Had I been too harsh on him, I wondered, or somehow unreasonable? Had I always been like this? I didn’t know where the thought had come from. It just appeared, in a flash, and suddenly it was great and bright in my mind, and it was followed by a feeling that spread right through my body. The feeling didn’t seem to dissipate as I stared first at the Big Dipper then at Juhani. And just then I realised where the root of this new feeling might reside. Juhani seemed genuinely horrified at the thought of being fired. Surely this told me how much he valued his workplace?

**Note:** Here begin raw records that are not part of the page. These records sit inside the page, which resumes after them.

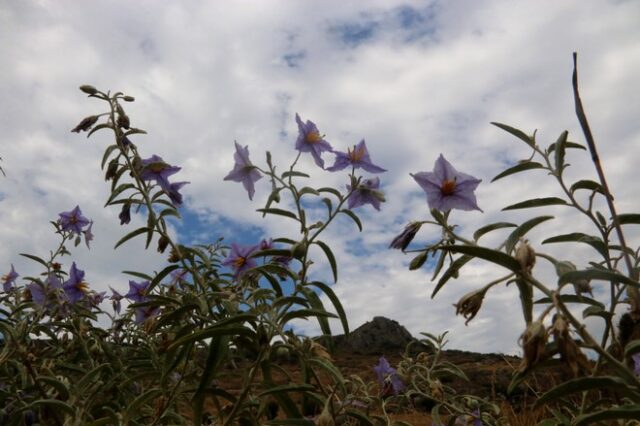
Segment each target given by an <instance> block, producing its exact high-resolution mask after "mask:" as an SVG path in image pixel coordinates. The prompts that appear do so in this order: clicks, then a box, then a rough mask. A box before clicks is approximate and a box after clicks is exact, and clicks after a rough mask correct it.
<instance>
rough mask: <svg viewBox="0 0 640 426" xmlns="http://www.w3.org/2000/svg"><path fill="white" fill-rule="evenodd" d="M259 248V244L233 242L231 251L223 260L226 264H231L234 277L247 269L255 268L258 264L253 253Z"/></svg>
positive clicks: (231, 267) (225, 264) (229, 264)
mask: <svg viewBox="0 0 640 426" xmlns="http://www.w3.org/2000/svg"><path fill="white" fill-rule="evenodd" d="M256 250H257V246H239V245H238V244H235V243H233V244H231V253H229V256H227V257H226V259H224V260H223V261H222V264H223V265H225V266H230V267H231V268H232V269H233V271H234V274H233V276H234V277H238V276H239V275H241V274H242V273H244V272H245V271H246V270H248V269H251V268H254V267H255V266H256V265H257V264H256V261H255V260H254V259H253V258H252V257H251V255H252V254H253V253H254V252H255V251H256Z"/></svg>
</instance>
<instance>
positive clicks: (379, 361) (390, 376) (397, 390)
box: [373, 357, 405, 396]
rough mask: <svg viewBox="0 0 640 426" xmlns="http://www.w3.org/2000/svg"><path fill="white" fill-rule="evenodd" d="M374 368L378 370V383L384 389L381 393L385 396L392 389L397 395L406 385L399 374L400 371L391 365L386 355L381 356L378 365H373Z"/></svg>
mask: <svg viewBox="0 0 640 426" xmlns="http://www.w3.org/2000/svg"><path fill="white" fill-rule="evenodd" d="M373 370H374V371H375V372H376V377H377V378H378V383H379V384H380V388H381V389H382V392H381V394H382V395H383V396H384V395H386V394H388V393H389V392H390V391H393V394H394V395H397V394H398V393H399V392H401V391H402V390H404V388H405V385H404V383H403V382H402V379H400V376H398V372H397V371H396V369H395V368H392V367H391V366H390V365H389V362H388V361H387V360H386V359H385V357H380V360H379V361H378V365H376V366H375V367H373Z"/></svg>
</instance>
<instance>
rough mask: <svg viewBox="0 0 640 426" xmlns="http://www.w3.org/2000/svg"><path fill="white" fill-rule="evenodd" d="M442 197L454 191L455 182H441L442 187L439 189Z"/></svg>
mask: <svg viewBox="0 0 640 426" xmlns="http://www.w3.org/2000/svg"><path fill="white" fill-rule="evenodd" d="M440 190H441V191H442V194H443V195H451V194H453V193H454V192H455V190H456V180H455V179H453V180H445V181H444V182H442V187H441V188H440Z"/></svg>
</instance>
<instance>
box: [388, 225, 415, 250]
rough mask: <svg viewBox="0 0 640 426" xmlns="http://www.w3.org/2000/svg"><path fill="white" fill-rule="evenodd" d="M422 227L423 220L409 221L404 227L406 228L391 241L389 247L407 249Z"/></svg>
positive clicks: (395, 248)
mask: <svg viewBox="0 0 640 426" xmlns="http://www.w3.org/2000/svg"><path fill="white" fill-rule="evenodd" d="M420 227H422V222H411V223H409V224H408V225H407V226H405V227H404V230H403V231H402V232H401V233H400V235H398V236H396V237H395V238H394V239H393V241H391V244H389V248H395V249H399V250H402V251H405V250H406V249H407V247H408V246H409V244H410V243H411V241H413V238H414V237H415V236H416V234H417V233H418V231H419V230H420Z"/></svg>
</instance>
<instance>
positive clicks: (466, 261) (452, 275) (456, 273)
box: [431, 256, 473, 299]
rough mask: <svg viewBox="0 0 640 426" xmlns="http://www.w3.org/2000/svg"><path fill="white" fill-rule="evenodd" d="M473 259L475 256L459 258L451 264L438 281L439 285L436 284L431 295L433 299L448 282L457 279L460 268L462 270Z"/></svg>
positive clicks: (431, 296)
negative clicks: (465, 264) (458, 271)
mask: <svg viewBox="0 0 640 426" xmlns="http://www.w3.org/2000/svg"><path fill="white" fill-rule="evenodd" d="M471 259H473V256H460V257H459V258H457V259H456V260H454V261H453V262H451V264H450V265H449V267H448V268H447V270H446V271H444V274H442V277H440V279H439V280H438V284H436V286H435V288H434V289H433V292H432V293H431V298H432V299H433V298H434V297H435V295H436V294H437V293H438V292H439V291H440V289H441V288H442V286H443V285H445V284H446V283H447V281H449V279H451V278H452V277H456V278H457V277H458V271H460V268H462V267H463V266H464V265H465V263H467V262H468V261H470V260H471Z"/></svg>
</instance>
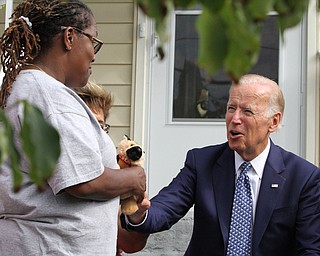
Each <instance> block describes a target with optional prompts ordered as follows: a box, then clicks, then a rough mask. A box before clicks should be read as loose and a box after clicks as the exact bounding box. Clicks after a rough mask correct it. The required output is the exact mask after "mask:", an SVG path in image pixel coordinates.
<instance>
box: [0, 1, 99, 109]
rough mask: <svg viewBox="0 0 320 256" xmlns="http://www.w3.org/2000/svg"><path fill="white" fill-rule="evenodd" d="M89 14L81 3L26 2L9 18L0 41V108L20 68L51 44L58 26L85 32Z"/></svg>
mask: <svg viewBox="0 0 320 256" xmlns="http://www.w3.org/2000/svg"><path fill="white" fill-rule="evenodd" d="M92 16H93V14H92V11H91V10H90V9H89V7H88V6H86V5H85V4H84V3H82V2H81V1H80V0H25V1H24V2H23V3H21V4H19V5H18V6H17V7H16V8H15V9H14V11H13V14H12V15H11V20H12V21H11V23H10V24H9V27H8V28H7V29H6V30H5V31H4V33H3V35H2V36H1V38H0V54H1V65H2V67H3V72H4V74H5V75H4V78H3V81H2V86H1V90H0V107H1V108H4V107H5V106H6V100H7V98H8V96H9V95H10V91H11V88H12V84H13V82H14V81H15V79H16V77H17V75H18V74H19V72H20V71H21V69H22V67H23V66H24V65H25V64H26V63H30V62H32V61H33V60H34V59H35V58H36V57H37V56H39V55H40V54H41V53H43V52H44V51H46V50H47V49H49V48H50V47H51V46H52V44H54V40H53V39H54V38H55V36H56V35H57V34H58V33H60V32H61V26H73V27H77V28H79V29H81V30H82V29H85V28H87V27H88V26H90V25H91V24H90V22H91V17H92Z"/></svg>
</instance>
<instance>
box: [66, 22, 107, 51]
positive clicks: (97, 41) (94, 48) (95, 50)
mask: <svg viewBox="0 0 320 256" xmlns="http://www.w3.org/2000/svg"><path fill="white" fill-rule="evenodd" d="M70 27H71V28H73V29H74V30H75V31H77V32H78V33H80V34H82V35H85V36H87V37H88V38H89V39H90V40H91V42H92V44H93V49H94V50H93V51H94V54H97V53H98V52H99V51H100V49H101V47H102V45H103V42H102V41H101V40H99V39H98V38H96V37H94V36H92V35H90V34H88V33H86V32H84V31H83V30H81V29H79V28H76V27H72V26H70ZM67 28H68V27H65V26H61V30H65V29H67Z"/></svg>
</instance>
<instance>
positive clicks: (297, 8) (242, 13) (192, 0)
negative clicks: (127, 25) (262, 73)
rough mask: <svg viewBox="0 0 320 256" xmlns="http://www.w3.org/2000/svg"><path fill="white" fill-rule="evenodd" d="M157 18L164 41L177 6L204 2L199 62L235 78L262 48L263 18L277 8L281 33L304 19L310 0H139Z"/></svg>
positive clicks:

Which suggested he might be willing to change his behaviours after all.
‘You promise to take care of it?’
Juhani nodded. ‘When duty calls, the park manager will always rise to the occasion.’
I wasn’t entirely sure what these words had to do with what we’d just been discussing, but I decided to let it go. I asked when he was planning to get around to clearing up, and he said he would do it immediately. I had a nagging feeling that there was something else I should have said, but I didn’t know what. Eventually, I forced myself to walk away. It was reasonable to say I had mixed feelings about the situation.
Maybe Juhani was right. Maybe I just needed to relax.